The problem of equity dilution
Equity dilution has long been the Achilles’ heel of traditional funding methods like venture capital. While these models do provide the injection of capital needed for expansion, and can offer much needed expertise, they come at the cost of a reduced ownership stake. Revenue-based finance sidesteps this issue entirely, allowing businesses to secure funding based on their revenue, which is then repaid as a percentage of future income. You maintain full equity, thereby preserving your autonomy over strategic decisions. RBF lenders are also better positioned to offer more than just financial support; by analysing customer data they can provide helpful insights and commentary to the companies they invest in.
Repayment tied to revenue
With RBF, your repayment terms are tethered to your revenue and, if your business experiences an unexpected slowdown, your repayments adjust accordingly. This in-built flexibility prevents cash flow crises, allowing you to focus on sustainable long-term growth rather than scrambling to meet short-term financial obligations. The absence of a requirement for fixed repayments, unlike traditional loans, grants you the financial latitude to operate with a strategy that’s truly aligned with your business needs. When revenue increases beyond expectations, repayments are accelerated which, although benefits the lender, reflects positively on your business as it signifies growth. Traditional lenders usually adhere to strict repayment schedules, though there might be room to negotiate a repayment holiday or reduction during challenging times.
Rapid access to capital
Time-sensitive opportunities and cash flow challenges wait for no one. Traditional lending mechanisms can be notoriously slow, with funding rounds that stretch across months or even years. RBF, on the other hand, enables a swifter transaction process, often completing within a matter of weeks, or in some cases, days, all while avoiding the bureaucratic complexities that come with issuing new shares, managing a larger shareholder base, and the dilution of existing equity.
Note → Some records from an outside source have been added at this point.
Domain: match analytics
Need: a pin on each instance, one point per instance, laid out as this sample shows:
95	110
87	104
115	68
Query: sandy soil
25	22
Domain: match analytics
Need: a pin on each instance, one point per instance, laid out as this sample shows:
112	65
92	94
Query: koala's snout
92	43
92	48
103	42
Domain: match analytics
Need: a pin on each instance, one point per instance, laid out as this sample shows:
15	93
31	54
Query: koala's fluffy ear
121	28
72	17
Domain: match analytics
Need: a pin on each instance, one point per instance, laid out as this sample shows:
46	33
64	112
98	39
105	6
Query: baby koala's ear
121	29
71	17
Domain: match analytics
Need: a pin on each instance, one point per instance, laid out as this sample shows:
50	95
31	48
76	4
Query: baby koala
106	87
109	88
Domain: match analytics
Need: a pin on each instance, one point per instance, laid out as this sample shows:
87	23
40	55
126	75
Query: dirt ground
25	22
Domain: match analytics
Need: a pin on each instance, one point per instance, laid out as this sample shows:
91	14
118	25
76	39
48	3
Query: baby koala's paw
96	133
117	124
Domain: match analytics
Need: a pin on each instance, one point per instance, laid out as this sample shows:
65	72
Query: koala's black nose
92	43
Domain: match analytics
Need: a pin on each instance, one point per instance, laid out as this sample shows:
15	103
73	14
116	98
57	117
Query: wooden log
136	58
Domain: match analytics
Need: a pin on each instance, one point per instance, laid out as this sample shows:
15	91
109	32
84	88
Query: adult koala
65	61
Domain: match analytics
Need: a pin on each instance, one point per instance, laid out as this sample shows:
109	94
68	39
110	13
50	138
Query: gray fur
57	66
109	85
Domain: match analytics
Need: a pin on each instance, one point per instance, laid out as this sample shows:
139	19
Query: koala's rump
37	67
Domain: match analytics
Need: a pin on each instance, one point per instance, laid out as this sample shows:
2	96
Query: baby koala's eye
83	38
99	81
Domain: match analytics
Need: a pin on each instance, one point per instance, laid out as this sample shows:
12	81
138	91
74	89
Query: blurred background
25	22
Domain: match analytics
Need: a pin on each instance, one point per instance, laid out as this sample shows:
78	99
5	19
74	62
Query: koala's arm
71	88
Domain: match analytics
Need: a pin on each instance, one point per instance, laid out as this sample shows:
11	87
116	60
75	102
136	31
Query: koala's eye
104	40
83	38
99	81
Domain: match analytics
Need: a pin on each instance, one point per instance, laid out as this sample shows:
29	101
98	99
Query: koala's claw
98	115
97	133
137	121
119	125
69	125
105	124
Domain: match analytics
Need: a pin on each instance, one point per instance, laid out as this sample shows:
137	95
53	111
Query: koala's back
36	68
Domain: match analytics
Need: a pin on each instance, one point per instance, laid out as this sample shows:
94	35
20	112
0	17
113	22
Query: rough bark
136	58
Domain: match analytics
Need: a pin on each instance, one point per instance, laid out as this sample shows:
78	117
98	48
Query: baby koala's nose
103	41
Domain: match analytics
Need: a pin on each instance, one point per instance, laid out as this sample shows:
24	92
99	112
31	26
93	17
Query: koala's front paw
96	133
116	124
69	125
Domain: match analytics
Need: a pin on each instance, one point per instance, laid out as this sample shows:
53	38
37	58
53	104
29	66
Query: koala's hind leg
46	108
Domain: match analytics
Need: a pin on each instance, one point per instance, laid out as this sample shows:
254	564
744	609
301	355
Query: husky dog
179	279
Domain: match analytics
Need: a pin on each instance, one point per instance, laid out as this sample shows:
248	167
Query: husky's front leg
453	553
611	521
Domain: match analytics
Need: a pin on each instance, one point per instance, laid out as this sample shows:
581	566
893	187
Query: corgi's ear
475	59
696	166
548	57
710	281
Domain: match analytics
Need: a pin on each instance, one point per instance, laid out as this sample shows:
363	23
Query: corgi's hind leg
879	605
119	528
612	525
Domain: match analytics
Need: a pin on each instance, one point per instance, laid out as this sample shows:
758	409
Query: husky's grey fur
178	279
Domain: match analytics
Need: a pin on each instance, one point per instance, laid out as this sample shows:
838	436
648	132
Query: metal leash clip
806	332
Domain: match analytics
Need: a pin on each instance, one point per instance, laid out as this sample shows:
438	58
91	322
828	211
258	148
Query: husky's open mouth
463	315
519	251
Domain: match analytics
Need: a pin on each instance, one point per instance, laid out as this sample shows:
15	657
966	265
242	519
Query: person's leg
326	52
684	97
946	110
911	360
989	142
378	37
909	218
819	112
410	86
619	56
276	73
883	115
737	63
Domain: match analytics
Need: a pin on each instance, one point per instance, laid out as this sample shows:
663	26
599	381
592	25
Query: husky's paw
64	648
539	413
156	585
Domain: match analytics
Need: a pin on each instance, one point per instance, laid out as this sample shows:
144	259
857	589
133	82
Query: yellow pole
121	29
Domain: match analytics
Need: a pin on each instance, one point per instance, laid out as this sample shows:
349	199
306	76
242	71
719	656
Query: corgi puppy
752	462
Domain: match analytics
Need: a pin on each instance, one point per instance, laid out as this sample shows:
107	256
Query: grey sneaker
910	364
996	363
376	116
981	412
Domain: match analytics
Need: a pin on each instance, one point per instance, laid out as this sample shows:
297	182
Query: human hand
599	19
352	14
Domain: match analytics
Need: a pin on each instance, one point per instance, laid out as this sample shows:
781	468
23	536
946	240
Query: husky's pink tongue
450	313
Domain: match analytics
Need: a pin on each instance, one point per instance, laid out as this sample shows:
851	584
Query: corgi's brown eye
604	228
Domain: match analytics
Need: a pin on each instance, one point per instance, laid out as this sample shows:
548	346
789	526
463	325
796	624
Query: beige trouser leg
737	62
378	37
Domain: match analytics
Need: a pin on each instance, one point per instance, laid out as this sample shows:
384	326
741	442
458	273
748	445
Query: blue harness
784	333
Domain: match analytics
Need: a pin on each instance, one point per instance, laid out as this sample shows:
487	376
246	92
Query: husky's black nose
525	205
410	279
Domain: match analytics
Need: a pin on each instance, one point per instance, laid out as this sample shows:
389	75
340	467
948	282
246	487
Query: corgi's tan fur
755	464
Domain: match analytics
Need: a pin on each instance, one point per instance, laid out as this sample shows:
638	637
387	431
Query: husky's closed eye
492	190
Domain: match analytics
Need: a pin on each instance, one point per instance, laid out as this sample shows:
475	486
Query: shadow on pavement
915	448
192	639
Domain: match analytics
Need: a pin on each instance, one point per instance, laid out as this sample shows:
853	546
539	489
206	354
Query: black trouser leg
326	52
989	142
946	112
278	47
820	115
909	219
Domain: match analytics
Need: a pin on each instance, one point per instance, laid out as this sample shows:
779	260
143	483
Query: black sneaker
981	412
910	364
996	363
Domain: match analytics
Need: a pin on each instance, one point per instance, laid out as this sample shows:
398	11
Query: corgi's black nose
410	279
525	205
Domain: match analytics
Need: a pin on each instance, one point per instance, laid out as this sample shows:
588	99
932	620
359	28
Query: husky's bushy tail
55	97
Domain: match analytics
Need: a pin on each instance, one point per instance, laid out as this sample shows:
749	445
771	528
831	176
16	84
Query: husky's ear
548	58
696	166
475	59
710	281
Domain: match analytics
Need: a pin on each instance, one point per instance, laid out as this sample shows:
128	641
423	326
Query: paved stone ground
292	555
The absence of onerous requirements for personal guarantees or collateral further expedites the procedure, making it an ideal tool for businesses that need to act quickly. The speed of the process often comes as a priority for many customers, making it advantageous for the lender to be faster and for the decision maker within the business to have the certainty of an offer on the table to consider.
The risk assessment for RBF can vary as it differs from provider to provider, making it a challenge to generalise across the industry. At Outfund, a blend of traditional and digitised underwriting methods are employed, capturing the best elements of both worlds. This approach ensures that nothing significant is overlooked in the lending process as compared to what a traditional lender would assess, which ensures a thorough yet swift evaluation which aligns with the urgent needs of many businesses.
Safeguard your confidential information
Equity-based fundraising often demands the disclosure of sensitive information, including but not limited to, financial forecasts and product blueprints. RBF streamlines the scrutiny process, focusing primarily on your business’s revenue potential rather than a broader range of internal operations. This more efficient scrutiny is particularly beneficial for companies keen on protecting their intellectual property and maintaining a competitive edge.
Retaining more equity during tough economic times is often more sustainable, and revenue-based finance achieves this by balancing capital access with equity retention, a feat traditional lenders might struggle with. While traditional lenders may offer larger sums and expertise, the flexibility of repayment tied to revenue is a huge advantage for RBF, compared to the rigid schedules of conventional loans. Traditional investment models will always have their place but, if you’re looking to strike that balance between growth and ownership, then RBF might be the better option for you.